Pumping Iron

 

After a nice lunch of vegetarian chili and cider, and after it all digested enough, a visiting friend (who is also a professional philosopher) and I turned to the issue of the day and that was pumping iron. He wants to build up some upper body strength and his doctor recommended using weights. When I was a teenager I used them, and bought them with my Bar Mitzvah money, and turned myself into a regular incredible hulk. Well maybe not but I did my share of pumping iron and still have a vague recollection of how to use them. My philosophical friend is funny and although he disavows the primacy of rules and morals anymore, in his life and philosophy, he did seem to want to know what the exact rules were for lifting weights. Those rules are probably listed somewhere but I don’t know them. The rules I have made up for lifting weights, and for anything else, are not to strain too much and don’t forget to breathe. Going slow can also be nice as is not going at all.
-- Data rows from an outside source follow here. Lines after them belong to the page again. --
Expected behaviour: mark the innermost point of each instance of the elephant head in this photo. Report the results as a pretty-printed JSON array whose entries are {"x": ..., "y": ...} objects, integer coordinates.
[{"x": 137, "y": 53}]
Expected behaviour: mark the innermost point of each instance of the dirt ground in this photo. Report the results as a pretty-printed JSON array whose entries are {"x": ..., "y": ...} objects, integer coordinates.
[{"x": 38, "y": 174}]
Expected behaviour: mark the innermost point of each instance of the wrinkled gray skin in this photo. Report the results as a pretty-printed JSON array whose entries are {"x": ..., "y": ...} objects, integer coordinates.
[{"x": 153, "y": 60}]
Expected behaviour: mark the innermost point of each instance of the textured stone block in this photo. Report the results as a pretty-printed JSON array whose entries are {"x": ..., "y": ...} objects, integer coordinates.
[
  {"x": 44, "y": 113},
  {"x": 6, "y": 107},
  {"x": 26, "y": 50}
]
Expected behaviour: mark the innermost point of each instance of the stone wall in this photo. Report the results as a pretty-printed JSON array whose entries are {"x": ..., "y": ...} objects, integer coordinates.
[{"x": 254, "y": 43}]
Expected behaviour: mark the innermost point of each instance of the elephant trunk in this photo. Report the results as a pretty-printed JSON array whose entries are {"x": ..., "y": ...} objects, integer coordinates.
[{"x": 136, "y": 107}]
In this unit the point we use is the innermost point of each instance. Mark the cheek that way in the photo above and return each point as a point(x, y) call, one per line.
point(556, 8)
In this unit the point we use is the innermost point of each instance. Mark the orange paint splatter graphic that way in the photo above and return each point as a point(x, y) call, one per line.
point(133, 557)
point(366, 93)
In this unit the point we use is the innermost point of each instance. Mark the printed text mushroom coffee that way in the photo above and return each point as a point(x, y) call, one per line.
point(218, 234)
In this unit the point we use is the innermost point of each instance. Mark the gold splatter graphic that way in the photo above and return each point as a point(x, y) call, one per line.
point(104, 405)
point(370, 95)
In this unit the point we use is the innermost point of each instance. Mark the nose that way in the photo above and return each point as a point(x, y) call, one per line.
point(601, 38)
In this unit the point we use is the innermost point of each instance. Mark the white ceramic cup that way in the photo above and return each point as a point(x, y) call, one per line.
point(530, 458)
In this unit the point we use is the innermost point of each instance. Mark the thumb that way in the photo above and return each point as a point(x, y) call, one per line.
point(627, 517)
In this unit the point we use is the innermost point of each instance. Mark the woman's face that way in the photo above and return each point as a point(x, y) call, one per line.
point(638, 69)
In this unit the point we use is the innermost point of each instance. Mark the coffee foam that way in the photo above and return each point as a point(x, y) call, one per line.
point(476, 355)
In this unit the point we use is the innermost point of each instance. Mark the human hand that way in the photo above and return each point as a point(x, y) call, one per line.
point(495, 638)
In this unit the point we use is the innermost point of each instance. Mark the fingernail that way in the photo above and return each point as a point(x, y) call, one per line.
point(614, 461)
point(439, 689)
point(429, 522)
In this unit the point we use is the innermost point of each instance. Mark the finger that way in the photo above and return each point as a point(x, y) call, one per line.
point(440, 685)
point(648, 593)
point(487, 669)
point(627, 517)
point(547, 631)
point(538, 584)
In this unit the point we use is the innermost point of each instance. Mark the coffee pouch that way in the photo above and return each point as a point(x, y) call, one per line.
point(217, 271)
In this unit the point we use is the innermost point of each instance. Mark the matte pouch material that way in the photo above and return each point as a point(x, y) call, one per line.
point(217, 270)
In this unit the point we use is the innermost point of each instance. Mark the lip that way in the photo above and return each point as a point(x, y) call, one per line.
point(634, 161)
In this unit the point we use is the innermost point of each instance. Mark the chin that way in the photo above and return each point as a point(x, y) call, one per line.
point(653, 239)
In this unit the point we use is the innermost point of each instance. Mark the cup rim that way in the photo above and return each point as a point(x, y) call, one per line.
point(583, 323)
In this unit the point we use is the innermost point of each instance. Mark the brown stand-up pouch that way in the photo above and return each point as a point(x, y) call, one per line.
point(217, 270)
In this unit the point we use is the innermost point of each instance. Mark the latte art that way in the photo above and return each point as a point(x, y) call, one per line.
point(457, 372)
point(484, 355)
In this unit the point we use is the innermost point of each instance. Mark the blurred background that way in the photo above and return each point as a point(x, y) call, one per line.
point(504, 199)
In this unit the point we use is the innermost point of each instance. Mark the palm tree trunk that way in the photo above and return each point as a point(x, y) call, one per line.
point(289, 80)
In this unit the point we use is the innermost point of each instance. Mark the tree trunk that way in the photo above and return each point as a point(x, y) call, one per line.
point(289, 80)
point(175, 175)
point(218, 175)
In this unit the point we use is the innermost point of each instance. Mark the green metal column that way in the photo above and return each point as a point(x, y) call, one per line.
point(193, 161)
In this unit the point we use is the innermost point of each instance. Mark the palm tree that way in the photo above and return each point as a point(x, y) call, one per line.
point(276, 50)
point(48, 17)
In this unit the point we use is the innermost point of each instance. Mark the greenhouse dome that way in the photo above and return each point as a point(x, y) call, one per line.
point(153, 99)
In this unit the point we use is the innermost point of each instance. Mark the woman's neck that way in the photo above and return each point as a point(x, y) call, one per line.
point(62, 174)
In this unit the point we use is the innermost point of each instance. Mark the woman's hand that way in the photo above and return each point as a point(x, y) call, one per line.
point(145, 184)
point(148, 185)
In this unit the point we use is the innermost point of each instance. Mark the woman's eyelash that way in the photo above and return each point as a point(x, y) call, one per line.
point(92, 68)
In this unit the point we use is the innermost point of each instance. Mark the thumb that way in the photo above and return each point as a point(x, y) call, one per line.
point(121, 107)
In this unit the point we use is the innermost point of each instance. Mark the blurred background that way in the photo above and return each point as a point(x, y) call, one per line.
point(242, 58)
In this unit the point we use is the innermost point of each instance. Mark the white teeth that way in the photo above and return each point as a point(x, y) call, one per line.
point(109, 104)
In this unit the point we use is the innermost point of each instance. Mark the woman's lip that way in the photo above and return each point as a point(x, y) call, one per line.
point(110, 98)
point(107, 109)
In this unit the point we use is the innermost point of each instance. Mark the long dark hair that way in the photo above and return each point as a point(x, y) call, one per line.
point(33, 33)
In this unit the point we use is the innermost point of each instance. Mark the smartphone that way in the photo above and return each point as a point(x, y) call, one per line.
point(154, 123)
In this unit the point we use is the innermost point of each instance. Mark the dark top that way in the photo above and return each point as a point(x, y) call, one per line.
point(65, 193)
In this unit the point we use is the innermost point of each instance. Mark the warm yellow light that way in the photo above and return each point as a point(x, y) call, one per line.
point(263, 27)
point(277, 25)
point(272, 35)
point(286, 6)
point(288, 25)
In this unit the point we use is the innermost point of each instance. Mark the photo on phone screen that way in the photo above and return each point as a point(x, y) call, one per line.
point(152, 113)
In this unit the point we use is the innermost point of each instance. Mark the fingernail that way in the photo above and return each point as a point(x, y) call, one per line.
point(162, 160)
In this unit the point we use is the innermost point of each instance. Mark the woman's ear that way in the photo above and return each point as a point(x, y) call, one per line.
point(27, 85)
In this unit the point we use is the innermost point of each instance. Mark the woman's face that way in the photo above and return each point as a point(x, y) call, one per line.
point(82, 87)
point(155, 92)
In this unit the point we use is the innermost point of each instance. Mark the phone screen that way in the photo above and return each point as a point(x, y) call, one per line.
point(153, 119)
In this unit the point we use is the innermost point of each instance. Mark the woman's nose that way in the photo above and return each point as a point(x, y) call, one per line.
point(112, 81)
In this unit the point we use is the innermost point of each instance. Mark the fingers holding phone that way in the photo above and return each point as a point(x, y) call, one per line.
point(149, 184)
Stillness that is.

With my instruction (and my style is loose indeed) I tried to show my friend how to breathe with his diaphragm, our principal breathing muscle. How when we breathe deeply and diaphragmatically the abdomen swells like a balloon. We have all seen those bellies on the laughing Buddha statutes and now we know why he is laughing. This is freedom, and this is breathing, as it was meant to be. But what about that bulging belly. Unbecoming, sloppy, out of shape, like a baby. No, for my friend, this cannot be although I did notice that he seemed to have some difficulty employing his diaphragm when he tried to breathe deeply. I wouldn’t be surprised that living in your head means not breathing with your belly. Like the laughing Buddha, with his bulging belly, the danger is we could all be reduced to happy simpletons.